Is there any way you can open the bottom sides like under the hanging cages? I saw an old rabbit barn that had openings all along the lower sides of the buildings covered with hardware cloth to keep the varmints out. The guy had two huge fans on the upper sides of one end. This pulled the air from the side vents & pushed it out. This circulation of air helped to cool his rabbits. He did not like to put fans directly on the rabbitts as he thought they might inhale to much dust/fines.


----------



## Pat Lamar (Jun 19, 2002)

We used a swamp cooler at one end of our metal barn, plus sprinklers on the roof and shade trees the full length of the barn. And yes... our barn is open-ventilated, too! The swamp cooler was placed high... heat rises to the top and cool air sinks. It worked great! Temps are usually 90+ with lots of days over 100 degrees here in eastern WA state during the summer months.

Pat Lamar


----------



## mamato3 (Nov 1, 2008)

so it sounds like im doing everything i can right know swamp cooler is in the works for next yr to i would love to open the bottom but i much rather save my money for insulation and cages. I might open 1 side and see. Part of the reason i opened the tops i thought it would push the hot air out easier but it seams hotter in there know. Im thinking of planting some fruit trees, bushes and vines on the sides this fall or spring but have to be careful as my only sunny spot is in front of the barn which is my garden. Got to have my tomatoes


----------



## Pat Lamar (Jun 19, 2002)

I wasn't able to convince my hubby to open the bottom, either, so he left a portion of the front open, instead. Indeed, he learned and did better with our 2nd barn. And, like you, our tomatoes were in the front of the barn, so the shade trees lined the back of the barn. Yes, it surely sounds like you're doing everything right so far.

Pat Lamar


----------



## grumpy (Feb 17, 2009)

mamato: given the set of circumstances you have to work with, you're doing everything you possibly can to cool the building. 

last year, just about this time, my son and i "bit" the bullet and bought the insulation for the "rabbit room". i got upset over seeing the rabbits in so much misery because of the heat. it was sure a rough two days getting that insulation in though. i thought i was going to melt down into my shorts before we were through.

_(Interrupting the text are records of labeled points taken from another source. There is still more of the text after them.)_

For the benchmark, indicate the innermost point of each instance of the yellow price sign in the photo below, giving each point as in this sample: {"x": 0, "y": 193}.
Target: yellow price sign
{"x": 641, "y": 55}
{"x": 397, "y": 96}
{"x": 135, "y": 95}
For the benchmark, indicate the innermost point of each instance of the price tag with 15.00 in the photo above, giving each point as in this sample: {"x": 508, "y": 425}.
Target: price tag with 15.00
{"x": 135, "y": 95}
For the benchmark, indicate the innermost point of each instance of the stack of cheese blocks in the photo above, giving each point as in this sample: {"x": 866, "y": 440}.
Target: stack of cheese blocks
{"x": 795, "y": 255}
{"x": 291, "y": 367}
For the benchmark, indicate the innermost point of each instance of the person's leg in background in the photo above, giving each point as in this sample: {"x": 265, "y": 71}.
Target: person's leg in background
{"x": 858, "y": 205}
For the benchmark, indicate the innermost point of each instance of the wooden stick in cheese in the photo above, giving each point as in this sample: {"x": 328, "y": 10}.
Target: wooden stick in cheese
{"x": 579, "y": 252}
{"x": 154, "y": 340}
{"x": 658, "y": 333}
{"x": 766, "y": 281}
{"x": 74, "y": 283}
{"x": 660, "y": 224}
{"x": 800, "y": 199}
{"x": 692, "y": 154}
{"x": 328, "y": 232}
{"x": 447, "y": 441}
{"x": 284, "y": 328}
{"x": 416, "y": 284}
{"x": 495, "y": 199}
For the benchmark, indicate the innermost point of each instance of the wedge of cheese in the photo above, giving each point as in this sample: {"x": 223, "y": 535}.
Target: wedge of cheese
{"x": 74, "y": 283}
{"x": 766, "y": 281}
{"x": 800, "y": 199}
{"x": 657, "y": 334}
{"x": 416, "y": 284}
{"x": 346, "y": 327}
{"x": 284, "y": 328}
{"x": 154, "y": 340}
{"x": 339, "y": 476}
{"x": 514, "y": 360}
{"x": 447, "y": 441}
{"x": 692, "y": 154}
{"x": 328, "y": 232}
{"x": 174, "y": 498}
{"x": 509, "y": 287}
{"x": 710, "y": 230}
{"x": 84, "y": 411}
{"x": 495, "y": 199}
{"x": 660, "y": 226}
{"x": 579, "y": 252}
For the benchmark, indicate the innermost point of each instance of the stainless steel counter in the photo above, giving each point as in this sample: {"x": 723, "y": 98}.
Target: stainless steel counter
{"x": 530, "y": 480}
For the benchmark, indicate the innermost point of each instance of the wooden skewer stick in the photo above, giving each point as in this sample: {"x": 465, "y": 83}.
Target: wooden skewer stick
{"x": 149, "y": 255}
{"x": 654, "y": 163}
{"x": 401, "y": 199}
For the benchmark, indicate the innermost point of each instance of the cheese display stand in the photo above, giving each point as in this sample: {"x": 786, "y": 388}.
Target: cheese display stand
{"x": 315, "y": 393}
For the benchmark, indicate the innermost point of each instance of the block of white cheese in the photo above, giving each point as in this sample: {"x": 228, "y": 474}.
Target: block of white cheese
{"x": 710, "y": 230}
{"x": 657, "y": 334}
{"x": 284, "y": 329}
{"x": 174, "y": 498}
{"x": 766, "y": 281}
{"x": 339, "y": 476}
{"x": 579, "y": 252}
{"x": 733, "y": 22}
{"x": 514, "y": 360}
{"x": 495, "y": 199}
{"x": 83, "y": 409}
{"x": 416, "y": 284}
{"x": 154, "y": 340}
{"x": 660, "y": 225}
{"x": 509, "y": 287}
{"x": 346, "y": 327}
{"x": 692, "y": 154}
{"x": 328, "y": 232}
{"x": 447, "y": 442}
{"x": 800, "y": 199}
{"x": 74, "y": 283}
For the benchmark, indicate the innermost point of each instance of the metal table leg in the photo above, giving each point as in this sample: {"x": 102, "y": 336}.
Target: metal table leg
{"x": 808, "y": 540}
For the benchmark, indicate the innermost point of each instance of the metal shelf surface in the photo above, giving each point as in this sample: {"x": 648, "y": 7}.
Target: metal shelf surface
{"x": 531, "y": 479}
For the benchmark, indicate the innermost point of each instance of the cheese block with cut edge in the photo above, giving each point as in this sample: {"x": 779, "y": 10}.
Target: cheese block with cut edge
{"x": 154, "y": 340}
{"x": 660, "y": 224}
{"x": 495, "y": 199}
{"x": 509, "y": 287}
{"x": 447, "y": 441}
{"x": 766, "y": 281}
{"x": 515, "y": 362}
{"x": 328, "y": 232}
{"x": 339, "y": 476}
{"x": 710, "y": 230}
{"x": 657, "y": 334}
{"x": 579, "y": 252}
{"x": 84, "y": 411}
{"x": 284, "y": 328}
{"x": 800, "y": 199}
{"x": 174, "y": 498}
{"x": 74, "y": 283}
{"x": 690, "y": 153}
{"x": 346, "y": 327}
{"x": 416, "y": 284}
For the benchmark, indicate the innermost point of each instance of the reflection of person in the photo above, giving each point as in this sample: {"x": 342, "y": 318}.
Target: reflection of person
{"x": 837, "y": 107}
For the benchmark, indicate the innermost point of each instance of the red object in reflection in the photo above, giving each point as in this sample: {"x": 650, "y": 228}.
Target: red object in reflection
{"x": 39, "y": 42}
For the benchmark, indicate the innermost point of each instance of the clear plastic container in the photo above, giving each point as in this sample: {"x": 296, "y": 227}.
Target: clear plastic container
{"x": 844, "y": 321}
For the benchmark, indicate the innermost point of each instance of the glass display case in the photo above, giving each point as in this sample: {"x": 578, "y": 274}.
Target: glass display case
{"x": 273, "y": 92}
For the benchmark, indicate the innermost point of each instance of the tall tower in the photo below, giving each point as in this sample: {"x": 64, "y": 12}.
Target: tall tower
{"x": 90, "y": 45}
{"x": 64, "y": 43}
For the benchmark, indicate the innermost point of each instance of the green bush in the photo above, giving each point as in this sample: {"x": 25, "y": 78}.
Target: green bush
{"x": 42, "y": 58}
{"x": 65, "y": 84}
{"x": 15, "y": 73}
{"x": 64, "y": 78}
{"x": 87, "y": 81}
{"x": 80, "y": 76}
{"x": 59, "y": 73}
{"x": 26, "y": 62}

check out craigslist: sometimes you can get some really good deals there and could quite possibly come across some insulation pretty cheap.

good luck

grumpy.


----------



## KimTN (Jan 16, 2007)

Hi,
We used that TEC-foil insulation for our metal building. It looks like bubble wrap with aluminum foil fused to it. I couldn't believe the difference when it was put up. Stops all the radiant heat. It worked so well, we put it under the house on the floor joist and it kept the floors toasty warm in winter. Works very well but is expensive. You can put it up in the metal building with that allpurpose glue in a caulk gun. Our rabbits are really liking the difference in temp in their barn. Just a few well placed fans keeps them cool.


----------



## MaggieJ (Feb 6, 2006)

KimTN said:


> We used that TEC-foil insulation for our metal building. It looks like bubble wrap with aluminum foil fused to it. I couldn't believe the difference when it was put up.


This is an excellent product. We used a similar product (I believe the brand name was Ayr-Foil) in our animal shed and were very pleased with it. We just stapled it to the rafters. 
It was very expensive in smaller rolls, but we paid very little more for a double size and had plenty left over for other projects. Good stuff!


----------